Lady Tilney, from repeated slights, was a darling object of his attacks, and could she without compromise have purchased immunity from their never-failing and successful arrogance, by an honourable truce, she would gladly have done so. But Col. Temple was too arrogant, too presumptuous, to be checked by any defiance of ultra fashion—too independent, too high-spirited, to suffer a cold and haughty recognition, in place of the politeness and courtesy due to him as a gentleman, and thus this warfare had become interminable.

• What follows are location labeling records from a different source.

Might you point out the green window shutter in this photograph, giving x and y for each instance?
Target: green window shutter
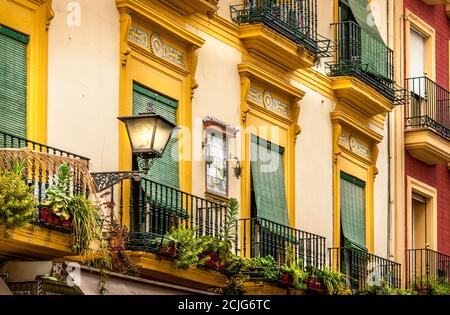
(373, 49)
(13, 82)
(268, 181)
(164, 170)
(353, 216)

Enjoying his triumphs in the way in question, he followed Lady Tilney from room to room—even to the steps of her carriage, assuring her as they proceeded, that her apprehensions of being detected in his society were compliments to him beyond price; he was aware that, to be of importance, the next thing to being liked, was being feared—and bidding her be sure to send him a card for her next choice soirée, he handed his victim into her carriage, under a thousand half-pronounced inuendos upon his insufferable vulgarity, and the awful anathema of future exclusion.